Entries tagged with “Truman State University”.

Two universities collaborate on inaugural research symposium

KIRKSVILLE, Mo. – In an exciting new collaboration, the A.T. Still Research Institute (SRI) at A.T. Still University (ATSU) has partnered with Truman State University in Kirksville, MO., to host the first Interdisciplinary Biomedical Research Symposium. The symposium, to be held from 8 a.m. to 1:30 p.m., September 26, at ATSU’s Kirksville College of Osteopathic Medicine (KCOM), will set the foundation for more interdisciplinary biomedical research between the ATSU and Truman campuses and beyond.

“The purpose of this event is to expand and support the research culture at both campuses,” said Neil Sargentini, Ph.D., microbiology/immunology chair at KCOM and chair of the symposium program committee. “Our goals are to identify new areas of biomedical research that potentially will lead to advances in total person healthcare and wellness and to identify local resources and opportunities for research.”

Symposium agenda

A full schedule of activities is slated for the symposium, including oral and poster presentations on research resources and accomplishments by ATSU and Truman faculty and students; panel discussions on human research, animal models, and student research opportunities; and a keynote presentation by President and CEO of Health Sciences South Carolina Jay Moskowitz, Ph.D.

Dr. Moskowitz will bring his vast experience in working through federal, state, and foundation systems to develop programs that facilitate research programs and careers of emerging basic science and physician investigators. He has served as a member of SRI’s External Board of Scientific Counselors since SRI’s inception in 2001.

“Because of his experience, Dr.
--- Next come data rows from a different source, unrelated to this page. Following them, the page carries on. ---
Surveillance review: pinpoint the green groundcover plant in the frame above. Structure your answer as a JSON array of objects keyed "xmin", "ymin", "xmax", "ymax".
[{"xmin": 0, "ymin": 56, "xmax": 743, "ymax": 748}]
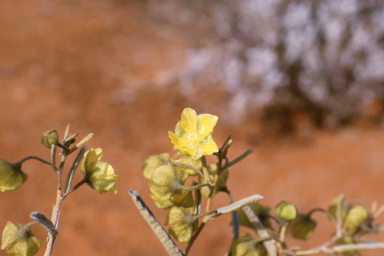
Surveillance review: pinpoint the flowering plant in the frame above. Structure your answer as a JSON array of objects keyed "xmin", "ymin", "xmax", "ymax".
[
  {"xmin": 129, "ymin": 108, "xmax": 384, "ymax": 256},
  {"xmin": 0, "ymin": 125, "xmax": 119, "ymax": 256}
]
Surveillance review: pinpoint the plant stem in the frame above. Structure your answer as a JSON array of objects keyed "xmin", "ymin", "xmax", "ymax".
[
  {"xmin": 44, "ymin": 150, "xmax": 67, "ymax": 256},
  {"xmin": 18, "ymin": 156, "xmax": 51, "ymax": 165}
]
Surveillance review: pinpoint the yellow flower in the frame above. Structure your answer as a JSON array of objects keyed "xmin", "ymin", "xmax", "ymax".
[
  {"xmin": 81, "ymin": 148, "xmax": 119, "ymax": 194},
  {"xmin": 1, "ymin": 221, "xmax": 40, "ymax": 256},
  {"xmin": 0, "ymin": 159, "xmax": 27, "ymax": 192},
  {"xmin": 168, "ymin": 108, "xmax": 219, "ymax": 159}
]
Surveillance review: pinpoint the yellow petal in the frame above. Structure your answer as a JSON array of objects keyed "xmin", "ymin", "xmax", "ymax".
[
  {"xmin": 168, "ymin": 131, "xmax": 179, "ymax": 147},
  {"xmin": 200, "ymin": 139, "xmax": 219, "ymax": 156},
  {"xmin": 180, "ymin": 108, "xmax": 197, "ymax": 132}
]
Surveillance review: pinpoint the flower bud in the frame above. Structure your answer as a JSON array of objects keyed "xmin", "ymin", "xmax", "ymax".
[
  {"xmin": 0, "ymin": 159, "xmax": 27, "ymax": 192},
  {"xmin": 178, "ymin": 155, "xmax": 203, "ymax": 176},
  {"xmin": 231, "ymin": 234, "xmax": 267, "ymax": 256},
  {"xmin": 1, "ymin": 221, "xmax": 40, "ymax": 256},
  {"xmin": 142, "ymin": 153, "xmax": 170, "ymax": 179},
  {"xmin": 328, "ymin": 197, "xmax": 351, "ymax": 223},
  {"xmin": 81, "ymin": 148, "xmax": 119, "ymax": 194},
  {"xmin": 149, "ymin": 164, "xmax": 188, "ymax": 202},
  {"xmin": 165, "ymin": 207, "xmax": 197, "ymax": 243},
  {"xmin": 199, "ymin": 164, "xmax": 229, "ymax": 197},
  {"xmin": 336, "ymin": 236, "xmax": 359, "ymax": 256},
  {"xmin": 345, "ymin": 205, "xmax": 368, "ymax": 234},
  {"xmin": 239, "ymin": 203, "xmax": 271, "ymax": 228},
  {"xmin": 291, "ymin": 214, "xmax": 316, "ymax": 240},
  {"xmin": 40, "ymin": 129, "xmax": 59, "ymax": 148},
  {"xmin": 275, "ymin": 201, "xmax": 297, "ymax": 221}
]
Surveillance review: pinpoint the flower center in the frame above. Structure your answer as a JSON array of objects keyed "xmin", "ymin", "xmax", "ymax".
[{"xmin": 186, "ymin": 131, "xmax": 201, "ymax": 145}]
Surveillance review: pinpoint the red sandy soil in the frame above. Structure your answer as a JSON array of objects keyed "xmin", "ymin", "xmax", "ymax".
[{"xmin": 0, "ymin": 0, "xmax": 384, "ymax": 256}]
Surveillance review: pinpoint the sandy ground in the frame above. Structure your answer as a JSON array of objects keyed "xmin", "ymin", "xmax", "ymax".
[{"xmin": 0, "ymin": 0, "xmax": 384, "ymax": 256}]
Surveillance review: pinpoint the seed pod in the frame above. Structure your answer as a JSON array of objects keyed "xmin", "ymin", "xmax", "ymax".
[
  {"xmin": 275, "ymin": 201, "xmax": 297, "ymax": 221},
  {"xmin": 40, "ymin": 129, "xmax": 59, "ymax": 148}
]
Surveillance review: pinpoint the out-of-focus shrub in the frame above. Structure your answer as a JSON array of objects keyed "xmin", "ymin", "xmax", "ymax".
[{"xmin": 147, "ymin": 0, "xmax": 384, "ymax": 134}]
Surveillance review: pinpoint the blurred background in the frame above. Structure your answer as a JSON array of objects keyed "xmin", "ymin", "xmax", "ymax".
[{"xmin": 0, "ymin": 0, "xmax": 384, "ymax": 256}]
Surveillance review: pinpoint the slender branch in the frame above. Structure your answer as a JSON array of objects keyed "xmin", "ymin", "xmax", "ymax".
[
  {"xmin": 63, "ymin": 179, "xmax": 87, "ymax": 200},
  {"xmin": 173, "ymin": 183, "xmax": 211, "ymax": 191},
  {"xmin": 184, "ymin": 220, "xmax": 206, "ymax": 256},
  {"xmin": 51, "ymin": 145, "xmax": 57, "ymax": 173},
  {"xmin": 220, "ymin": 134, "xmax": 232, "ymax": 152},
  {"xmin": 18, "ymin": 156, "xmax": 51, "ymax": 165},
  {"xmin": 223, "ymin": 149, "xmax": 253, "ymax": 169},
  {"xmin": 128, "ymin": 189, "xmax": 184, "ymax": 256},
  {"xmin": 172, "ymin": 162, "xmax": 204, "ymax": 178}
]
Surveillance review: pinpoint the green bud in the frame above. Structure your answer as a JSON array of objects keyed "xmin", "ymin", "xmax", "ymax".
[
  {"xmin": 345, "ymin": 205, "xmax": 368, "ymax": 234},
  {"xmin": 275, "ymin": 201, "xmax": 297, "ymax": 221},
  {"xmin": 40, "ymin": 129, "xmax": 59, "ymax": 148},
  {"xmin": 0, "ymin": 159, "xmax": 27, "ymax": 192},
  {"xmin": 142, "ymin": 153, "xmax": 170, "ymax": 180},
  {"xmin": 328, "ymin": 196, "xmax": 351, "ymax": 223},
  {"xmin": 178, "ymin": 155, "xmax": 203, "ymax": 176},
  {"xmin": 1, "ymin": 221, "xmax": 40, "ymax": 256},
  {"xmin": 239, "ymin": 203, "xmax": 271, "ymax": 228},
  {"xmin": 231, "ymin": 234, "xmax": 267, "ymax": 256},
  {"xmin": 199, "ymin": 164, "xmax": 229, "ymax": 197},
  {"xmin": 165, "ymin": 207, "xmax": 197, "ymax": 243},
  {"xmin": 149, "ymin": 164, "xmax": 188, "ymax": 202},
  {"xmin": 336, "ymin": 236, "xmax": 359, "ymax": 256},
  {"xmin": 291, "ymin": 214, "xmax": 316, "ymax": 240}
]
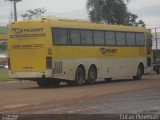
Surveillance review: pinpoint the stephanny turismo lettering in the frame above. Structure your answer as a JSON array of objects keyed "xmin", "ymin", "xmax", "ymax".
[{"xmin": 11, "ymin": 28, "xmax": 44, "ymax": 34}]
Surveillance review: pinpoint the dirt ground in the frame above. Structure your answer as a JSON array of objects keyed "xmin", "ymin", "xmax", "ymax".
[{"xmin": 0, "ymin": 74, "xmax": 160, "ymax": 114}]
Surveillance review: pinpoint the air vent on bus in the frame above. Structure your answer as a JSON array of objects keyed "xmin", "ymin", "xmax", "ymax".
[{"xmin": 54, "ymin": 61, "xmax": 62, "ymax": 74}]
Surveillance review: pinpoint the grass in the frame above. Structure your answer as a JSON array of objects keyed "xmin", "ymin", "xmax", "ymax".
[{"xmin": 0, "ymin": 68, "xmax": 10, "ymax": 82}]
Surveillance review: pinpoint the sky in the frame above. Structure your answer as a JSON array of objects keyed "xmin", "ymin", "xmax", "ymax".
[{"xmin": 0, "ymin": 0, "xmax": 160, "ymax": 28}]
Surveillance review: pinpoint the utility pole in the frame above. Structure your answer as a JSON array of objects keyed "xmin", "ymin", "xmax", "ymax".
[
  {"xmin": 6, "ymin": 0, "xmax": 22, "ymax": 22},
  {"xmin": 155, "ymin": 28, "xmax": 158, "ymax": 50},
  {"xmin": 13, "ymin": 0, "xmax": 17, "ymax": 22}
]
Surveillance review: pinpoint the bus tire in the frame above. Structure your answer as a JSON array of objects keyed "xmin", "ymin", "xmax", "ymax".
[
  {"xmin": 156, "ymin": 68, "xmax": 160, "ymax": 74},
  {"xmin": 52, "ymin": 79, "xmax": 61, "ymax": 87},
  {"xmin": 67, "ymin": 81, "xmax": 74, "ymax": 86},
  {"xmin": 105, "ymin": 78, "xmax": 112, "ymax": 82},
  {"xmin": 133, "ymin": 65, "xmax": 143, "ymax": 80},
  {"xmin": 37, "ymin": 79, "xmax": 52, "ymax": 88},
  {"xmin": 74, "ymin": 66, "xmax": 85, "ymax": 86},
  {"xmin": 86, "ymin": 66, "xmax": 97, "ymax": 85}
]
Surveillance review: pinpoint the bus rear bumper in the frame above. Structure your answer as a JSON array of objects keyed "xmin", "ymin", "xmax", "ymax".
[{"xmin": 9, "ymin": 70, "xmax": 53, "ymax": 79}]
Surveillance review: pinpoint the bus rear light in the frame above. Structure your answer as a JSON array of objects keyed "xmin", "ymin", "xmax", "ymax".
[
  {"xmin": 8, "ymin": 58, "xmax": 11, "ymax": 70},
  {"xmin": 46, "ymin": 57, "xmax": 52, "ymax": 69}
]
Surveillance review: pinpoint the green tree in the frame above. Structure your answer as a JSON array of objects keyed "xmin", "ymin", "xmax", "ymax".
[
  {"xmin": 21, "ymin": 8, "xmax": 46, "ymax": 20},
  {"xmin": 87, "ymin": 0, "xmax": 145, "ymax": 26}
]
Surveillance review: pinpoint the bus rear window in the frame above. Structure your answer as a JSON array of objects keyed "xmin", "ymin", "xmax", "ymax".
[{"xmin": 52, "ymin": 28, "xmax": 68, "ymax": 45}]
Moskowitz will be able to present insightful information on how to link independent campus research and research groups into a collaborative research network,” said Brian Degenhardt, D.O., SRI director and assistant vice president for osteopathic research. “He will present the challenges and barriers that he has experienced in establishing research programs and what resolutions were developed to overcome these challenges.”

Biomedical research

Research topics to be covered at the symposium include a combination of observational, clinical, and mechanistic studies. These areas of focus were specifically chosen because they are strategic areas of research for SRI, are consistent with areas of research routinely supported at the National Institutes of Health (NIH), and are fundamental to the scientific process.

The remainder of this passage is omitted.